Hybrid PPPs have been developed very recently. Along with the intrinsic features of promoter sequences, they use experimental information such as gene expression and histone modification data (Wang et al. 2012). CoreBoost_HM (Wang et al. 2009) and a method using ChIP-seq Pol-II enrichment data (Gupta et al. 2010) belong to the class of hybrid PPPs. CoreBoost_HM integrates specific histone modification profiles and DNA sequence features (core promoter elements, TFBSs, flexibility) to predict human Pol II promoters. Similarly another recent method integrates gene expression data from Chip-seq and CAGE methods (average and maximum tag counts per million) as well as DNA sequence features (10 sequence composition variables and 22 property variables) to predict promoter regions in humans.
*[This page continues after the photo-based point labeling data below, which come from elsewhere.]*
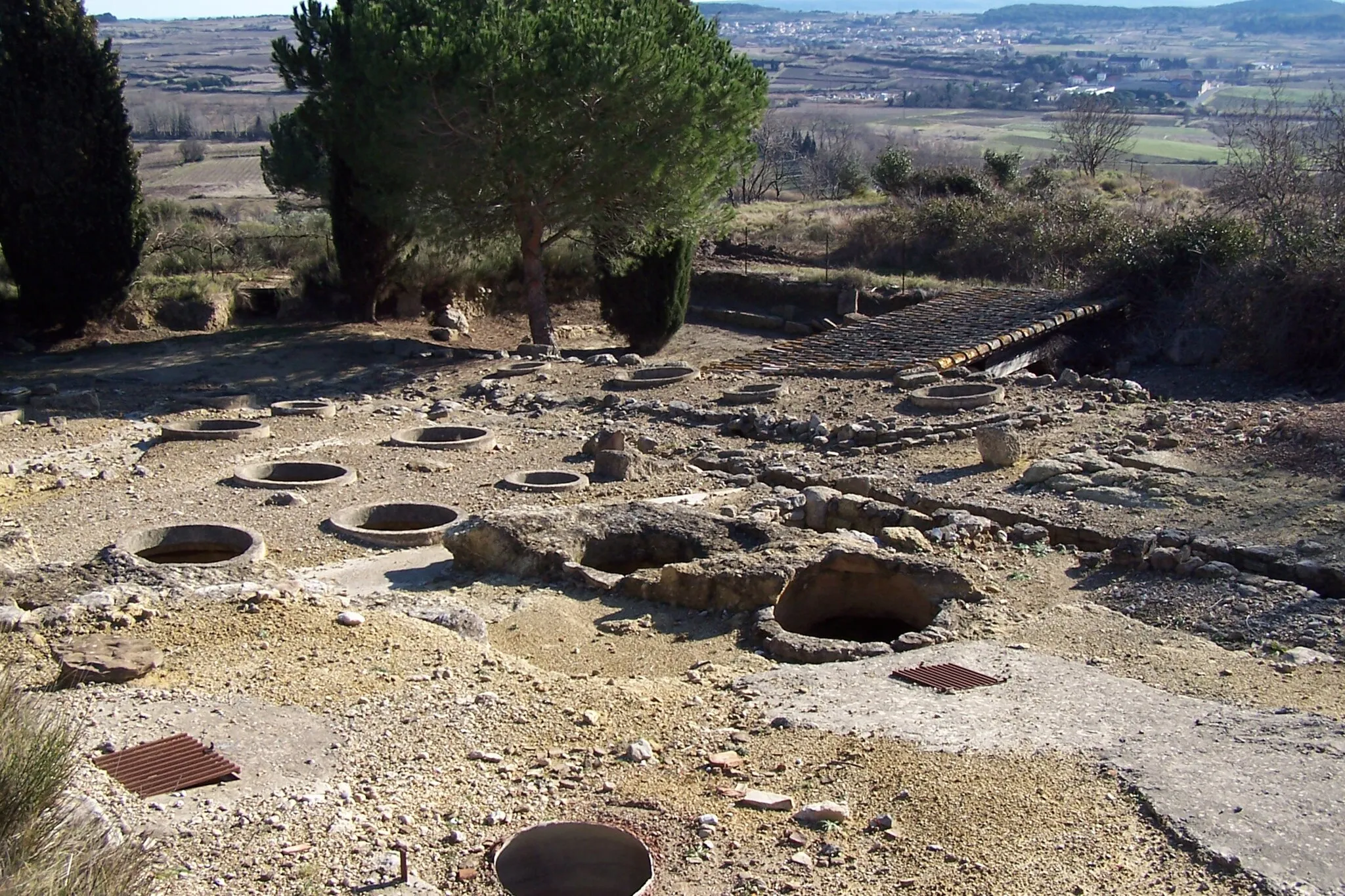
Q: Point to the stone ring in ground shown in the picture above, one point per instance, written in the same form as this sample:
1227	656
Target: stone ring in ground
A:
575	857
755	393
445	438
519	368
304	408
653	377
232	402
546	481
396	526
956	398
215	430
210	544
294	475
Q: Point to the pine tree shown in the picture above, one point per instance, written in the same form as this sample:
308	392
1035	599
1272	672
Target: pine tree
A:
540	120
72	226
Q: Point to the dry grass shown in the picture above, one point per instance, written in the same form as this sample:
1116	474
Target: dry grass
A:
49	847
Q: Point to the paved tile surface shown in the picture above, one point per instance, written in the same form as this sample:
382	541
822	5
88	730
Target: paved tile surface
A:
946	331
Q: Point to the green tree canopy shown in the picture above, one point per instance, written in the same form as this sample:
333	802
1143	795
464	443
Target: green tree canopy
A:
72	226
537	120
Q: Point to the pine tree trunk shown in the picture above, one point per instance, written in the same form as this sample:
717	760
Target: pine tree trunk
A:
530	227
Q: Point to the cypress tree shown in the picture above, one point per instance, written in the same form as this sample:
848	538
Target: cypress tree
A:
72	227
648	301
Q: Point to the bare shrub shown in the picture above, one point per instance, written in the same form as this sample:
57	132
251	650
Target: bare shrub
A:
191	151
1093	131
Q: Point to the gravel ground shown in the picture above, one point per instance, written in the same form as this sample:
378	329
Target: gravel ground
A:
390	712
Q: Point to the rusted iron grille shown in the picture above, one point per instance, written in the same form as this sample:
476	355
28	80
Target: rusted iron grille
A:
946	676
167	765
943	332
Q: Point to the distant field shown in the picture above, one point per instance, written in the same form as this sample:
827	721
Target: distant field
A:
1161	140
231	171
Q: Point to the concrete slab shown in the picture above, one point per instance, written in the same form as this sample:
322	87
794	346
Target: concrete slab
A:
1265	790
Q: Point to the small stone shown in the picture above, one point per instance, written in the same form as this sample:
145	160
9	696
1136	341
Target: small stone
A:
1046	469
906	539
286	499
766	800
827	811
998	445
99	657
1216	570
726	759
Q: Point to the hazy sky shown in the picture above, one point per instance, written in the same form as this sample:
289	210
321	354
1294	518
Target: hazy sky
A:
211	9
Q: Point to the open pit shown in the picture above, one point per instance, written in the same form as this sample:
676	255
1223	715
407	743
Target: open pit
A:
753	394
396	526
445	438
958	398
546	481
857	605
304	408
573	859
215	430
200	544
654	377
294	475
519	368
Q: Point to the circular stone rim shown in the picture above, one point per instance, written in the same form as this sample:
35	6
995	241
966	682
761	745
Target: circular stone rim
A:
483	442
542	829
304	408
634	381
229	402
255	553
518	480
751	393
190	431
246	476
519	368
971	395
393	538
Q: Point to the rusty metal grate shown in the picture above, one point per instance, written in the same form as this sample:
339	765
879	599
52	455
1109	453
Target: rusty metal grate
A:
167	765
946	676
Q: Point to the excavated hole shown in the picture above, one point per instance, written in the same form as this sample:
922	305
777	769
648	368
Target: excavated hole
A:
854	606
454	438
303	408
396	524
294	475
572	859
546	481
198	544
956	398
211	430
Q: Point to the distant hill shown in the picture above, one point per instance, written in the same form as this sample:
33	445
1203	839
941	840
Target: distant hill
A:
1251	16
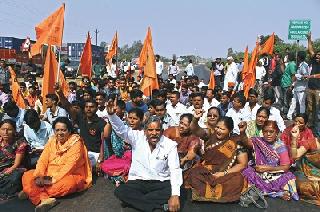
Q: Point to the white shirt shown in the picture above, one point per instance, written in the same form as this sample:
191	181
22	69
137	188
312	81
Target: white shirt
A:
176	111
275	116
38	139
254	110
189	69
237	117
50	117
159	67
207	105
260	72
203	120
103	114
19	119
218	70
160	164
173	69
231	75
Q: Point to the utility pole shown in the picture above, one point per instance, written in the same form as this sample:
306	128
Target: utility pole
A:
96	32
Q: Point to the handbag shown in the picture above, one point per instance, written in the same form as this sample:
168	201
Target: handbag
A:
11	183
252	195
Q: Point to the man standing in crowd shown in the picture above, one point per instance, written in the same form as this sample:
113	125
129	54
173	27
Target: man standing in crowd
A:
155	176
175	109
53	111
189	69
287	81
173	68
313	91
231	74
4	77
159	66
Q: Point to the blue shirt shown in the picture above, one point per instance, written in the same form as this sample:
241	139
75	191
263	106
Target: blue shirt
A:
143	107
38	139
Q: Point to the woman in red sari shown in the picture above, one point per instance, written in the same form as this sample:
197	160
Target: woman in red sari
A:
304	151
306	137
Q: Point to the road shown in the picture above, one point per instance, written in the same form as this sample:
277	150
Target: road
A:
100	198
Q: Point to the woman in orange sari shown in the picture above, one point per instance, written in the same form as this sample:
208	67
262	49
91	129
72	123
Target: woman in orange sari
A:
217	178
63	168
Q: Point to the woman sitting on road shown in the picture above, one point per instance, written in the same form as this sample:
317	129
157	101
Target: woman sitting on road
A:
217	177
12	152
305	153
270	171
118	164
188	144
63	168
213	116
254	127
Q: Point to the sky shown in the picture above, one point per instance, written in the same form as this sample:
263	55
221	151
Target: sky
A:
201	27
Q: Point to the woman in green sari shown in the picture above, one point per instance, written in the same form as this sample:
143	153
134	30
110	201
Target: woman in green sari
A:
306	154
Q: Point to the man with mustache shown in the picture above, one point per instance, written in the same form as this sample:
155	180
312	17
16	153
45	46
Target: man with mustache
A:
155	176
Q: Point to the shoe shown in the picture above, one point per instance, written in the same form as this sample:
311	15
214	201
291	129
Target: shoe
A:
46	205
22	195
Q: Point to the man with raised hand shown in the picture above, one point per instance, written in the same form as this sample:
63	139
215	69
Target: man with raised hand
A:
155	176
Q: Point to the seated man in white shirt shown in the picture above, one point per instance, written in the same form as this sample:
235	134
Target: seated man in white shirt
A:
53	111
155	176
275	115
252	106
175	109
237	113
37	133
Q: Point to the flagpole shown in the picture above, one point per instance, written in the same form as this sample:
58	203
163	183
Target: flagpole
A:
57	80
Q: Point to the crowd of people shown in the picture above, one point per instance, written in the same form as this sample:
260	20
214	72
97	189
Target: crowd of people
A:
216	142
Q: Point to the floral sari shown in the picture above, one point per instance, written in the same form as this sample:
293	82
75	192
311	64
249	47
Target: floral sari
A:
275	184
218	157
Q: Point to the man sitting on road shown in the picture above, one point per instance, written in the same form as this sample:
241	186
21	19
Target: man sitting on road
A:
155	176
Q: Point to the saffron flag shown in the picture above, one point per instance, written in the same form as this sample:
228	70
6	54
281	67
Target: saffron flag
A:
212	82
49	75
16	93
86	59
143	53
246	77
267	47
49	31
113	49
150	80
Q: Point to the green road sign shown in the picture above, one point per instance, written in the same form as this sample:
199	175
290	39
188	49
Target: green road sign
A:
299	29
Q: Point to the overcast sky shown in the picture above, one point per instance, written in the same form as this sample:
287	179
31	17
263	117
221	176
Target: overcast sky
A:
202	27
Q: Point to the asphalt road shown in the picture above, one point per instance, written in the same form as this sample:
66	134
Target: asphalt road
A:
100	198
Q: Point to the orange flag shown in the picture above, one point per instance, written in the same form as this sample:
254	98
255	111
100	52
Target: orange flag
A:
150	80
49	31
143	53
49	75
212	82
267	47
113	49
63	84
16	93
246	77
86	59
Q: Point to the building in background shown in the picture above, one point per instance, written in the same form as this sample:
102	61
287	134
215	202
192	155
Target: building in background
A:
75	50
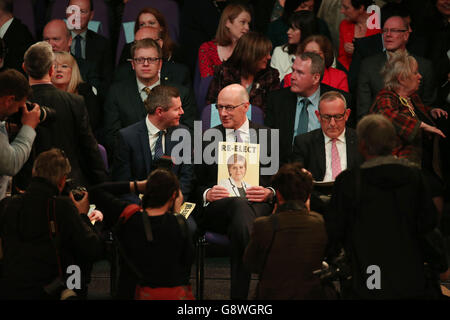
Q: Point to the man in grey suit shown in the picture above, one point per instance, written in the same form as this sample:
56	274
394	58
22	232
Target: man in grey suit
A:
332	148
124	104
329	150
286	109
396	31
141	145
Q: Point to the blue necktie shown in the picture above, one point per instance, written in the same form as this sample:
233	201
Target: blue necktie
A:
158	147
78	47
303	118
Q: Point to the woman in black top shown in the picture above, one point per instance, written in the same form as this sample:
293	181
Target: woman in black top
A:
158	256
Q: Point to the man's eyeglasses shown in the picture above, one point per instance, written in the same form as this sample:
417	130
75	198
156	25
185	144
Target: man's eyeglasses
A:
228	108
62	66
328	117
142	60
393	30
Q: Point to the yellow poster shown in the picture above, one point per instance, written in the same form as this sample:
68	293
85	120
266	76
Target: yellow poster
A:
238	167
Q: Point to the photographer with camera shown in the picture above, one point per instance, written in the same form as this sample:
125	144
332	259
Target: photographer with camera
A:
69	130
43	233
14	92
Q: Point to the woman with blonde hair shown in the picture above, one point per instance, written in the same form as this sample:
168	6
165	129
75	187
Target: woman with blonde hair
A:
67	77
413	121
249	67
234	22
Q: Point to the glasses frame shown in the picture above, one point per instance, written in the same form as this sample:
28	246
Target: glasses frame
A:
228	108
328	117
150	60
393	30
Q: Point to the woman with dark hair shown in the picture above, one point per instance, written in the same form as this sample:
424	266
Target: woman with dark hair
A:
302	25
234	22
413	121
277	30
151	17
67	77
155	244
248	66
322	46
354	26
287	246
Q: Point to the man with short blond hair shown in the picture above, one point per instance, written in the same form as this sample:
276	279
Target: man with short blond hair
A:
292	110
58	35
89	45
124	105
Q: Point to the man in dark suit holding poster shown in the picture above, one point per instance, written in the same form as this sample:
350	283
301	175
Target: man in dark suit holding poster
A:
234	216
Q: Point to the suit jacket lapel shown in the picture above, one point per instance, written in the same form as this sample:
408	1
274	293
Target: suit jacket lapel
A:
289	115
145	145
135	102
319	147
350	141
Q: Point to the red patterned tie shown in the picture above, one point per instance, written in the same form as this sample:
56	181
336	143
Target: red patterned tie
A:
335	160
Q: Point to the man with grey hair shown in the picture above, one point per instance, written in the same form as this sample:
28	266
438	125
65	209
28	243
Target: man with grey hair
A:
140	146
379	213
58	35
291	110
222	212
332	148
69	131
15	34
396	31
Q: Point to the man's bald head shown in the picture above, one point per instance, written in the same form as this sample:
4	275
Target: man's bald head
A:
236	90
235	98
147	33
57	34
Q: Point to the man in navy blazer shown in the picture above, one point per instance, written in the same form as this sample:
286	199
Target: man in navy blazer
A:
91	46
139	146
329	150
285	106
313	148
124	104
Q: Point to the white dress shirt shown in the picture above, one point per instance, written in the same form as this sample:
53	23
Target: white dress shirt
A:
342	150
153	133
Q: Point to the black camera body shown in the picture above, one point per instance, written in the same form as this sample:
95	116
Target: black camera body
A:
47	114
78	193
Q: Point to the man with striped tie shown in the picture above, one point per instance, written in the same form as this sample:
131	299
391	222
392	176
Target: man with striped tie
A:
332	148
329	150
140	146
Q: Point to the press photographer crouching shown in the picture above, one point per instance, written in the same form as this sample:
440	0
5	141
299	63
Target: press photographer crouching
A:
155	245
43	233
14	92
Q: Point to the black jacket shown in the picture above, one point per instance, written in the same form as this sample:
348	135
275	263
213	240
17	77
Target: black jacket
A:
380	219
71	132
30	260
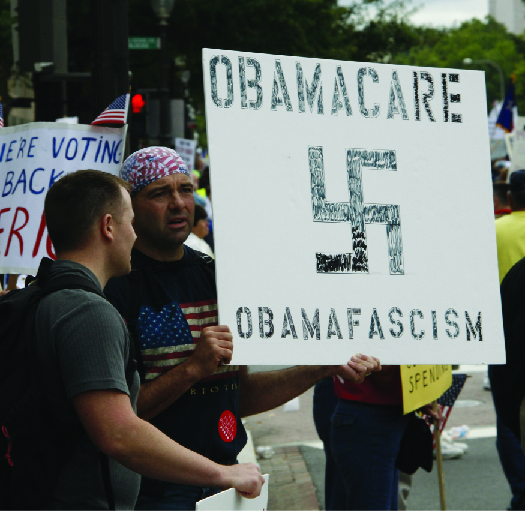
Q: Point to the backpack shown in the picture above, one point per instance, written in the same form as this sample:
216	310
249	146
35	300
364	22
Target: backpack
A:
34	445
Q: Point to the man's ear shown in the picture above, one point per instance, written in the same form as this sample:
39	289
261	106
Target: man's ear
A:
107	226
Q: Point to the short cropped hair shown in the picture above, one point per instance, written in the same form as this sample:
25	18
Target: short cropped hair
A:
76	201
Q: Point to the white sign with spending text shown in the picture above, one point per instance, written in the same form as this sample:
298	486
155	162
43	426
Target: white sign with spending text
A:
32	157
353	211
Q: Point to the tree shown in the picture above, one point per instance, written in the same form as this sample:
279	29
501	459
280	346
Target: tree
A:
6	46
475	39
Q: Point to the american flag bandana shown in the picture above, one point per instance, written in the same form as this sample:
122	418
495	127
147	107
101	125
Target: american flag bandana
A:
147	165
116	113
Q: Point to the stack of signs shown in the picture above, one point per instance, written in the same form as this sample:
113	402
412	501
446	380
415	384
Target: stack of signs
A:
32	157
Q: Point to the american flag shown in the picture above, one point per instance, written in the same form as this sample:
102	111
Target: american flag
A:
447	400
116	113
169	337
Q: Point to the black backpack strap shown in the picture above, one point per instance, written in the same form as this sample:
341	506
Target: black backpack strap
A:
78	282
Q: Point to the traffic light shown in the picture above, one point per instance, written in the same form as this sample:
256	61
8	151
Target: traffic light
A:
137	123
137	103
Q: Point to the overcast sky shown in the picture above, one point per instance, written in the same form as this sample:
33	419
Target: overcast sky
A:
439	13
448	12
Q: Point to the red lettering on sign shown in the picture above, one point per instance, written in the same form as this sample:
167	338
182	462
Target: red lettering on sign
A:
49	245
5	210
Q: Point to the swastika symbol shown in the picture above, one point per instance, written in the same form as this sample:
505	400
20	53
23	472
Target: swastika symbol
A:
355	211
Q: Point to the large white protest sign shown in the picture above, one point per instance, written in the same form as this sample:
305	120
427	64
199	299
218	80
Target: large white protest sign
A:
353	211
32	157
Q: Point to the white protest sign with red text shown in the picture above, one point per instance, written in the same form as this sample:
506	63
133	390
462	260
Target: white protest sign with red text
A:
32	157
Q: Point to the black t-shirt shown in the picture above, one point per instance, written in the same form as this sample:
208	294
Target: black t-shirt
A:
179	300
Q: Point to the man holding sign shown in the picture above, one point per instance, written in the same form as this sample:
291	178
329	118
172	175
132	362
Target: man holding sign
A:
84	345
188	389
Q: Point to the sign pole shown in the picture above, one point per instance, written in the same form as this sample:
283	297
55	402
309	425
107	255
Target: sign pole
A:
439	459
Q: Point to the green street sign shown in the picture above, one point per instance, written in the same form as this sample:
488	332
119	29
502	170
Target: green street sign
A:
144	43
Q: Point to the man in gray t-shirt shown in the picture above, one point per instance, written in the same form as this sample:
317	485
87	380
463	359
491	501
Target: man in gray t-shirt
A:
83	344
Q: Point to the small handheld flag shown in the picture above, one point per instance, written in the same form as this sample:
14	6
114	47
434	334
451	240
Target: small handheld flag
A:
116	113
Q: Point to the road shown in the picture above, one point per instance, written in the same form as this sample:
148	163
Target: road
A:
475	481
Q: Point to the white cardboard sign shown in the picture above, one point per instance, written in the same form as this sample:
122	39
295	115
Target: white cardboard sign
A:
32	157
353	211
232	500
186	150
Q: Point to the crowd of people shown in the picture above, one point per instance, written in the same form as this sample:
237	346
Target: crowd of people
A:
176	420
143	367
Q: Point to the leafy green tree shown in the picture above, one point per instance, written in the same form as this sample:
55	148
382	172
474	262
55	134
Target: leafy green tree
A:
478	40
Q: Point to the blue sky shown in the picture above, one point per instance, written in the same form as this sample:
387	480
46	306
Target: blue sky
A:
445	12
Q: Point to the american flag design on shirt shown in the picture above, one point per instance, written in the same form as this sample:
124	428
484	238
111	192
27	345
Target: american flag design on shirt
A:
169	337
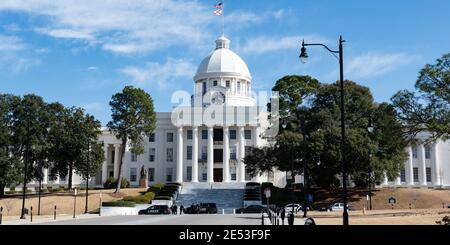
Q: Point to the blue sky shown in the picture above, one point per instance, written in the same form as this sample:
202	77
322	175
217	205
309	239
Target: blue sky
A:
80	54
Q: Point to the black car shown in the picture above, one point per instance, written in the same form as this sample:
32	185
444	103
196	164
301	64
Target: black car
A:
252	209
208	208
155	209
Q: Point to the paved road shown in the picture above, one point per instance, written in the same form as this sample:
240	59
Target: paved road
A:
202	219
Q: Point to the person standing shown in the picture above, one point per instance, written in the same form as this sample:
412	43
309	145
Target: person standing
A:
283	215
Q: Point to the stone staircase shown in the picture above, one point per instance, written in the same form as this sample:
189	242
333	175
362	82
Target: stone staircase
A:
227	196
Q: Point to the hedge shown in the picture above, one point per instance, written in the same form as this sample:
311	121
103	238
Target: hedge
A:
119	204
111	183
141	199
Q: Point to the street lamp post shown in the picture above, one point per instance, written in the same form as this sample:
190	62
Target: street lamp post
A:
87	177
303	57
370	129
27	150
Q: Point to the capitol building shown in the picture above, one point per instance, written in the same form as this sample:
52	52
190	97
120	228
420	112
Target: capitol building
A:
211	151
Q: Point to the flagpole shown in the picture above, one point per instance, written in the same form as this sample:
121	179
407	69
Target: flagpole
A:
223	18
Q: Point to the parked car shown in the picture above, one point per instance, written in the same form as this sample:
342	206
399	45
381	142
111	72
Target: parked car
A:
193	209
339	207
208	208
155	209
252	209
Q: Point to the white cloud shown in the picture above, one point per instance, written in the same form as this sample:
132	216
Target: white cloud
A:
278	14
12	55
266	44
376	63
127	27
161	74
10	44
65	33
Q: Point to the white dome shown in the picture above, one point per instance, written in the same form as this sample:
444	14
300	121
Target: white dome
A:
222	61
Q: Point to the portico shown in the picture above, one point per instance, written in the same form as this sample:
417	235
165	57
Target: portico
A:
219	156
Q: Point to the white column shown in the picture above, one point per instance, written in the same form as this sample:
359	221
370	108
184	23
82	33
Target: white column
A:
410	166
105	164
116	160
180	155
437	167
226	155
195	154
423	165
241	167
210	167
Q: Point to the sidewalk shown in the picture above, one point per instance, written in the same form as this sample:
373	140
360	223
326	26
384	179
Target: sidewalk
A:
44	219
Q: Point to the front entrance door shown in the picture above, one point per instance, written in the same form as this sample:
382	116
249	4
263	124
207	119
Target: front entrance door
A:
218	175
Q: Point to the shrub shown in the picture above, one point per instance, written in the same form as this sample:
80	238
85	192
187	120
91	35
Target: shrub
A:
119	204
111	183
59	189
141	199
156	187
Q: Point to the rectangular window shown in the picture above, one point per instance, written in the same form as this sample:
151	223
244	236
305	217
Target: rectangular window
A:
133	157
233	176
416	174
248	150
414	150
151	154
428	174
233	153
189	173
151	174
204	134
204	153
402	175
427	152
151	138
248	134
169	174
189	152
169	137
169	154
133	172
232	134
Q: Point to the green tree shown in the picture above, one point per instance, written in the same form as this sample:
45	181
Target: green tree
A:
429	108
72	133
133	117
10	167
293	91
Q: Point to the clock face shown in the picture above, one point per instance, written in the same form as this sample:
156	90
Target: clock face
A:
218	98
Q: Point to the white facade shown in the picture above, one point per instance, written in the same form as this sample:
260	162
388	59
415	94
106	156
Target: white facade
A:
198	151
428	165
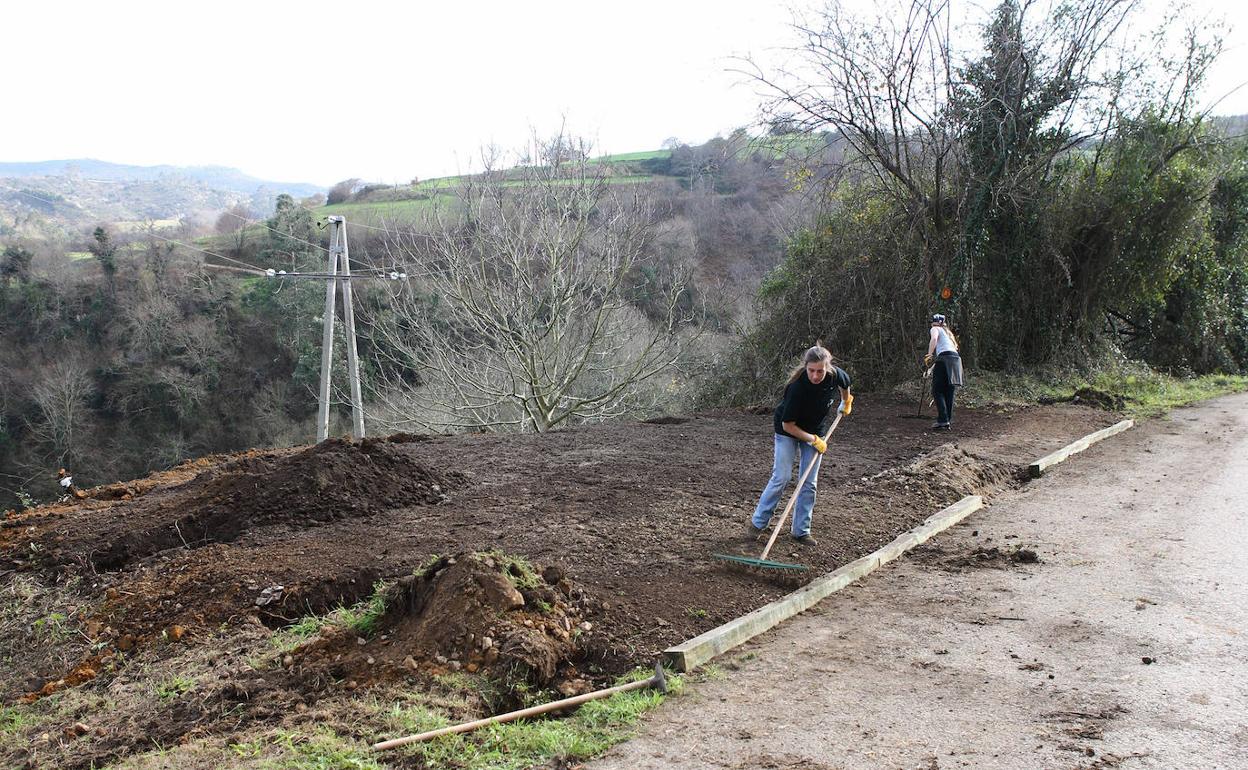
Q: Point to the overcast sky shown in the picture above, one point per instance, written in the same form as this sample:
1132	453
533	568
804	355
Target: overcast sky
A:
321	91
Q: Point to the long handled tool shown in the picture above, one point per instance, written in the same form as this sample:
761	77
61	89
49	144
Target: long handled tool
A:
922	388
658	682
763	562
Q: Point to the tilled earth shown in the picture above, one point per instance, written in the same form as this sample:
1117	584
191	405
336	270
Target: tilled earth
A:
614	527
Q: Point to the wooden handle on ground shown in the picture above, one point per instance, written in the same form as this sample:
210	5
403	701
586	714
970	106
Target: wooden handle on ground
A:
798	491
575	700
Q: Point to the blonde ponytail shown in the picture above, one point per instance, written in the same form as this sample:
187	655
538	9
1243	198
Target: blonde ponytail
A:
813	355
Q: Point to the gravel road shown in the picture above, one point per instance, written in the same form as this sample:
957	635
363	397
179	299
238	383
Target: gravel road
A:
1122	647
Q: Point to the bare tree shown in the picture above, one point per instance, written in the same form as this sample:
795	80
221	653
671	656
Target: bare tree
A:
536	303
967	139
61	397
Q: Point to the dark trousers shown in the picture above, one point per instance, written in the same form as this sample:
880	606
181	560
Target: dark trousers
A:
942	392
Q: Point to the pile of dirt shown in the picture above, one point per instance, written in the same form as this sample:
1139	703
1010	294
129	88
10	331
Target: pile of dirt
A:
945	474
335	479
982	557
1091	397
479	613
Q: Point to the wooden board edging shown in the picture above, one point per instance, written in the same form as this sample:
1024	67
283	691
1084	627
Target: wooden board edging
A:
718	640
1037	468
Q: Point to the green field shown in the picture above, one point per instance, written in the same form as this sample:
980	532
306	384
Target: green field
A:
624	157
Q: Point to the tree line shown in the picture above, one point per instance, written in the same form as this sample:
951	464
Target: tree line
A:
1062	206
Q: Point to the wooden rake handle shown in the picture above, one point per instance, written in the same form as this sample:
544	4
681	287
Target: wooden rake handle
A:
798	489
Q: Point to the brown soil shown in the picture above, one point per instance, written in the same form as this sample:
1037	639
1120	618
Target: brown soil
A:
619	522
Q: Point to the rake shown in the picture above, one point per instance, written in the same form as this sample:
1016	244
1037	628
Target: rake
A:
763	563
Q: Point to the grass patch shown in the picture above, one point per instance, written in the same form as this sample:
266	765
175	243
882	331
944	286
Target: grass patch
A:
624	157
360	618
174	688
15	719
587	733
1147	393
320	750
518	569
1150	393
Both these methods have outperformed earlier methods in terms of sensitivity and specificity.

4.3 Homology Based

The idea behind using DNA sequence homology for promoter prediction is that, like coding regions, regulatory regions are also evolutionarily under selective pressure and are free of mutations, whereas non-regulatory, non-coding regions can accumulate mutations. Phylogenetic foot printing (Fickett and Wasserman 2000) is one of the methods used in this type of PPP. These methods are only applicable to identify promoter regions of orthologous genes. PromH (Solovyev and Shahmuradov 2003) is one PPP which uses orthologous gene information to predict promoter regions. PromH checks the conservation of TATA boxes in the upstream region, the conservation of nucleotide sequences around the TSS and the conservation of regulatory motifs in the upstream and downstream regions of the TSS and then uses a discriminator function to identify conserved promoter regions in pairs of orthologous genes. The program was developed specifically for testing human and rodent orthologous pairs. These kinds of algorithms are not applicable to whole genome promoter identification.

5 Conclusions and Future Perspectives

In silico identification of promoters is a great challenge in computational biology. A large number of promoter prediction programs are available and they differ in terms of the feature used for discriminating promoter regions from the large mass of genome sequence information. Search-by-structure or integrated algorithms appear to be promising as they are applicable to different model systems, whereas hybrid algorithms are generally efficient but are restricted to the systems for which accessory experimental information is available (such as epigenetic features and CAGE tag counts). With the rapid development of high-throughput technologies, which provide genome wide information about transcription, our understanding of promoter features is changing.

Current notion about vertebrate promoters is that while promoter regions differ in their GC and motif content, some common properties are present, such as the nucleosome free region near the TSS and epigenetic features. So, future algorithms can use this information along with other features to design new PPPs. There is always scope for the development of better algorithms based on new features and high throughput data. Most of the current PPPs are focused on promoter regions of protein coding genes. Now, with the increasing importance of non-coding RNAs in gene regulation, it is essential to analyze them. New algorithms are needed to identify promoter regions of these non-coding genes. Promoter prediction is required even if we have experimental promoter data, as we need statistical models to understand and explain promoter architecture. Up and down regulation of genes and interaction between genes is carried out through the inherent features of promoter regions. So, promoter identification and its characterization as weak or strong can serve as an important input for better understanding of systems biology of diverse organisms.